四百年前,列國紛爭,南麵有一大姓姑蘇氏,占一方山水。後天下大統,姑蘇氏消失匿跡,卻留下了一座姑蘇城,聊以慰借這個逝去的大族。姑蘇氏崇佛,城外有一寺,名寒山寺。該古寺在戰火中曆經三次焚燒卻依然屹立不倒,依然香火鼎盛,直到一年以前。
一年前寒山寺的住持叫忘憂,寒山寺不算大,至少在少林和雲林麵前隻能算是一方小廟,但是忘憂卻是公認的佛教第一大宗。
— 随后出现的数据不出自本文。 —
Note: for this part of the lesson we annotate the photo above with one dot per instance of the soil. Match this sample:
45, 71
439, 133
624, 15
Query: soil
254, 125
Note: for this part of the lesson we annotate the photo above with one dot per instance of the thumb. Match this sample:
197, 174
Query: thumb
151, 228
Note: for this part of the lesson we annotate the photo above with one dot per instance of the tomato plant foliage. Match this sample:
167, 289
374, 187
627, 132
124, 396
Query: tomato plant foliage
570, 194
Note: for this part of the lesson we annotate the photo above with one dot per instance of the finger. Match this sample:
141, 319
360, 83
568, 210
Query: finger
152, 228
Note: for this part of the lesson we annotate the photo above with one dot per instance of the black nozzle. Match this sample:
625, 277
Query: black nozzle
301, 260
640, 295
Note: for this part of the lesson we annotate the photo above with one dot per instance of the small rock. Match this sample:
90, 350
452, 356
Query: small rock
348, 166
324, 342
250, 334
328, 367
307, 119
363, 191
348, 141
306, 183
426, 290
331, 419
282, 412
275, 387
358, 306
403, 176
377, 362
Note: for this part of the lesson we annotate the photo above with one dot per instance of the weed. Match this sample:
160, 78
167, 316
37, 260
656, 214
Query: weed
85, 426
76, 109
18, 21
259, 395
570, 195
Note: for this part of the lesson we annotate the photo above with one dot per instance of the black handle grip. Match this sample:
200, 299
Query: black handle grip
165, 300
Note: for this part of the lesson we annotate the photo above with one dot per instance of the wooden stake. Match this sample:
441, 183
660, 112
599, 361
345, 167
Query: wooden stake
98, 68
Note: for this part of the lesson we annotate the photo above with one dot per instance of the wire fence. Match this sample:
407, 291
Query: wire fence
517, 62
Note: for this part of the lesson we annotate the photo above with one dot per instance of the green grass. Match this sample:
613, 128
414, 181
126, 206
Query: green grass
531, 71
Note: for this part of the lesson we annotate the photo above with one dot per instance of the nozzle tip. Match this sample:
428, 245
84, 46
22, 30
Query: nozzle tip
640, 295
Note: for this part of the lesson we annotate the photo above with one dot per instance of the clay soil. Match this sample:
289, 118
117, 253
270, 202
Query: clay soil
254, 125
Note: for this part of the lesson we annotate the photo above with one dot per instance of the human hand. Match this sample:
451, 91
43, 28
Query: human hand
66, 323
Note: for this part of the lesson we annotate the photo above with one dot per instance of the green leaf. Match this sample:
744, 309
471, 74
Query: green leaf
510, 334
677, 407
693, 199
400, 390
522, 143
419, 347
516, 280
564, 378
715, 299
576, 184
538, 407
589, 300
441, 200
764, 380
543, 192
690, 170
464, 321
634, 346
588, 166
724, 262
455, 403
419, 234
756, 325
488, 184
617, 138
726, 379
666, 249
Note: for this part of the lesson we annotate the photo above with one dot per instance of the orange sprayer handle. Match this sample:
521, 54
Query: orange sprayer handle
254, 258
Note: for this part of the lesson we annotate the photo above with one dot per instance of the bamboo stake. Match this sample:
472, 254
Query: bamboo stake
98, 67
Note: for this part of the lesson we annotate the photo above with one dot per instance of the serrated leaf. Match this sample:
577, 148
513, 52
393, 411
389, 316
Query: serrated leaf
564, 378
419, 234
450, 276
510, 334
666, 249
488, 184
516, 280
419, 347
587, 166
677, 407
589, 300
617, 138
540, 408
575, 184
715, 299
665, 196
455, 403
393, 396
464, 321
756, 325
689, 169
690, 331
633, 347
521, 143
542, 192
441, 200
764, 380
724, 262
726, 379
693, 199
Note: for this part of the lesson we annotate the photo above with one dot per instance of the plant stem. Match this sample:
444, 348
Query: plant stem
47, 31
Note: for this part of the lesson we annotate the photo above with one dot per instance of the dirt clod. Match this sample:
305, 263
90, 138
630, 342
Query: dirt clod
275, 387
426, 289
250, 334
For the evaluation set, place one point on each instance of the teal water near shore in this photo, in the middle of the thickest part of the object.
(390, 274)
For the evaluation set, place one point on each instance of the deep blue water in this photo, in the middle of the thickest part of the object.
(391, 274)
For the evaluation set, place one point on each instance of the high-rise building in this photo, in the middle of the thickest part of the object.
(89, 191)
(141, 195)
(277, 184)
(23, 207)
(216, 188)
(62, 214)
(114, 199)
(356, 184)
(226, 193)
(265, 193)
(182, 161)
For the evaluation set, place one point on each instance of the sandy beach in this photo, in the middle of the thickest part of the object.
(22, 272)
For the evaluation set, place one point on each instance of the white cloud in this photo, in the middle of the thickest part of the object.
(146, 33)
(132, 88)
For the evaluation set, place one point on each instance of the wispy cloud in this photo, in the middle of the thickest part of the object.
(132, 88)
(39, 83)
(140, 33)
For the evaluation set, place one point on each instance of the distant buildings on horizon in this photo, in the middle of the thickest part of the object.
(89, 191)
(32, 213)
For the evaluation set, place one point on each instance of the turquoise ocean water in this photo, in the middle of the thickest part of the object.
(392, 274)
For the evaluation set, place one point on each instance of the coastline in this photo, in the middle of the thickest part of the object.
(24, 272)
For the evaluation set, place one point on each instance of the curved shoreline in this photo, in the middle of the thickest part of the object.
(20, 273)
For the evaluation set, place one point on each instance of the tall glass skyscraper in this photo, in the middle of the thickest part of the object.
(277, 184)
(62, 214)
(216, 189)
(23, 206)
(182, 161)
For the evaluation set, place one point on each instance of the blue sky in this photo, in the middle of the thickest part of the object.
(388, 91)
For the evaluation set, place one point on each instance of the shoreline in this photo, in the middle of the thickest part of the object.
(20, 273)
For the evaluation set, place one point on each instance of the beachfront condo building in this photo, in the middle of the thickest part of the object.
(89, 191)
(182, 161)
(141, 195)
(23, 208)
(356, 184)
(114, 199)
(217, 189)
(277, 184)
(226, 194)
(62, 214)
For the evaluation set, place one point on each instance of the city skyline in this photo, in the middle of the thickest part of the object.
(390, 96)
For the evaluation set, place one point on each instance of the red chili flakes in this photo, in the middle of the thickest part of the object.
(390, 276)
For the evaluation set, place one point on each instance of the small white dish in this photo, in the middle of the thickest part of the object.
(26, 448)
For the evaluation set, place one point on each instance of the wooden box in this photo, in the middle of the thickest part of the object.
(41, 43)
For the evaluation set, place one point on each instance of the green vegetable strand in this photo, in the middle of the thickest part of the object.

據說他精通佛法六通,再十惡不赦之人,在他的點化之下都能大徹大悟。直到一年前,忘憂忽然發瘋,拔下了寺廟中持國天王尊像上的七尺木劍,一劍斬去了麵前香客的頭顱。至此之後,再也沒有人來寒山寺上香,那些寺廟中的和尚們也一個個地都離去了。
此時,卻有兩人在上山的路上,他們要去寒山寺,因為寒山寺是他們中其中一個人的家。
一身白衣僧袍飄揚,那個和尚揚起了一張就算寸草不生卻依然俊秀無比的麵龐,擦了擦額頭上的汗:“上山的路還是那麽難走啊。”
他想起多年以前第一次和師父上山的時候,師父在前麵慢慢地走著,他在後麵緊緊地跟著。走一段路,師父就會停下來,和他坐在路邊的石頭上歇腳,然後掏出一個饅頭,撕了一半遞給他,有時候還會撓撓他的頭,說:“你就當出來玩一趟,雖然時間會有點久,但你總會回家的。”
那一次下山,他們歇了六次,吃了三個饅頭,師父卻重複了十一遍這句話。
“可能因為上山的路太難走了,所以上去了,就不想下山了。”無心笑了笑。
站在他身旁的冥侯沒有說話,隻是沉默地跟著。
但是畢竟不再是小時候那個瘦弱的孩子了,如今的無心已經是入了逍遙天境的高手,就算再怎麽刻意放慢步伐,三炷香的時間,他們已經站在了寒山寺的門口。